I'm not trying to dismiss the Foxconn leak (and I don't think KingSnake is either) but I think it's certainly worthwhile to try and decipher the context around all of the leaker's info. He implied throughout the leaks that he was in touch with other people in the factory who knew more than he did, so it could be possible he saw a spec sheet in someone's office.

And maybe this hypothetical spec sheet is for operating clocks and not max clocks, as Foxconn might need to know what types of chips to toss out if they can't reach said clocks with the thermal ceiling given. (I don't know if this is how it's done- TSMC would naturally do most of the binning but maybe Foxconn has a QA system for the SoCs as well due to damage they may have sustained during transport from TSMC?)

Basically, I'm not doubting the leaker got this info accurate, but it's worth attempting to figure out what the info actually pertains to and what it means for retail hardware. The other interesting thing about reading through the translation after the OP here is that the description of changing motherboards leads me to believe there have been a few hardware revisions, so the one in the OP could very well not be a retail version.

I'm still curious if there is enough room on that board to replace the 10x15mm RAM modules with the other ones that Thraktor found that were square (no idea of the dimensions) such that the 10x15mm units were just placeholders. The bottleneck caused by the RAM bandwidth seems very un-Nintendo, although I guess there could be on-die solutions to compensate.
 

Thraktor

Member
I'm still curious if there is enough room on that board to replace the 10x15mm RAM modules with the other ones that Thraktor found that were square (no idea of the dimensions) such that the 10x15mm units were just placeholders. The bottleneck caused by the RAM bandwidth seems very un-Nintendo, although I guess there could be on-die solutions to compensate.

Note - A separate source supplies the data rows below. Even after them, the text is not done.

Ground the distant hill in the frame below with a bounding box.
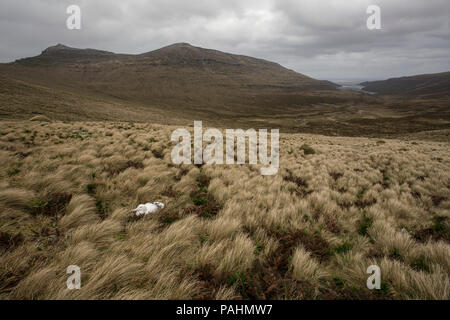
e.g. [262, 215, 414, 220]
[361, 72, 450, 97]
[0, 43, 335, 107]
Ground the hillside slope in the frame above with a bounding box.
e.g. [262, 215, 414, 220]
[361, 72, 450, 97]
[0, 43, 334, 110]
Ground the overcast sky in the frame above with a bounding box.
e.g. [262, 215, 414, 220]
[0, 0, 450, 81]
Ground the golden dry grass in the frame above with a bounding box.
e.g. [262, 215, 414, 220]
[0, 121, 450, 299]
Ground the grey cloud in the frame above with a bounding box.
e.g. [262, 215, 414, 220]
[0, 0, 450, 80]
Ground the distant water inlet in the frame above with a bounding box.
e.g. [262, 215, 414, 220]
[338, 81, 375, 94]
[171, 121, 279, 175]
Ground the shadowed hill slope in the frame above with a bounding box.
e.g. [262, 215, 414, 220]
[361, 72, 450, 97]
[0, 43, 334, 109]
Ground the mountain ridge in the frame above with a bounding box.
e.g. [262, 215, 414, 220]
[360, 71, 450, 97]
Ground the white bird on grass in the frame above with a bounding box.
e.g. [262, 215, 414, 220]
[133, 202, 164, 217]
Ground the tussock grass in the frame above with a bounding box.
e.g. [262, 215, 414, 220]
[0, 121, 450, 299]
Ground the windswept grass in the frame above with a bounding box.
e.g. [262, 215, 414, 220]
[0, 121, 450, 299]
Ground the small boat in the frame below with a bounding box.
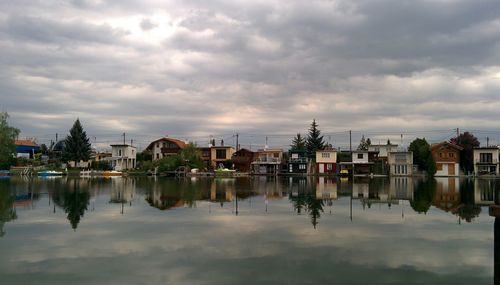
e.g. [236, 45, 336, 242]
[0, 170, 10, 179]
[102, 170, 122, 177]
[38, 170, 62, 177]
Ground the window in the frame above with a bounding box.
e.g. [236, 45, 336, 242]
[479, 153, 493, 163]
[215, 149, 226, 159]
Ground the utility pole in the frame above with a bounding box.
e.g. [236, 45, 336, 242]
[236, 133, 240, 151]
[349, 130, 352, 152]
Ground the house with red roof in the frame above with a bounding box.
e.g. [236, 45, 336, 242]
[146, 137, 187, 161]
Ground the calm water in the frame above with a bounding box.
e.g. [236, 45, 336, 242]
[0, 177, 500, 284]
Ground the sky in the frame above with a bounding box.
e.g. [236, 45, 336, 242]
[0, 0, 500, 148]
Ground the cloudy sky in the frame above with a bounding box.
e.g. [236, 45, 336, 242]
[0, 0, 500, 149]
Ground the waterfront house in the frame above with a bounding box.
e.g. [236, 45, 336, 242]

I don't think there's any reason to believe that the system's particularly bottlenecked by bandwidth, even at 25.6GB/s. Within the first few months we have at least two games running at 1080p/60fps using deferred shading (Fast RMX and MK8D), which shouldn't be the case for a heavily bandwidth-bottlenecked machine.

It seems like TBR (combined with Vulkan to allow it to be used for intermediate buffers) is doing its job well in controlling bandwidth requirements, although I would expect developers will have to be careful with non-tilable effects like DoF blurring.
 

z0m3le

Banned
People just hoping against hope that the Switch custom Tegra has:
I've been in both this thread and the Curious one, neither has anyone seriously speculating 512 cuda cores, 600+gflops fp32, Pascal or Denver 2.
-512 GPU cuda cores (na, it's going to be 256)
Absolutely, Switch is 256 cuda cores from what we can tell about the size of the die, and we have no rumors supporting anything more.
-600 Gflops to 1 TF (nope, it's going to be right around ~393 Gflops (fp32) when docked and 157 Gflops (fp32) undocked as a portable
-That FP16 capability somehow doubles the performance (it won't, could be useful in some situations of rendering but that will take time to utilize, give it a few generations of software)
No one is suggesting this, fp16 is a real thing though and some engines are starting to do this stuff automatically. AFAIK all pixel work can be done in fp16 for instance, and we have real developers saying they can use about 70% of their code in fp16 with no artifacts.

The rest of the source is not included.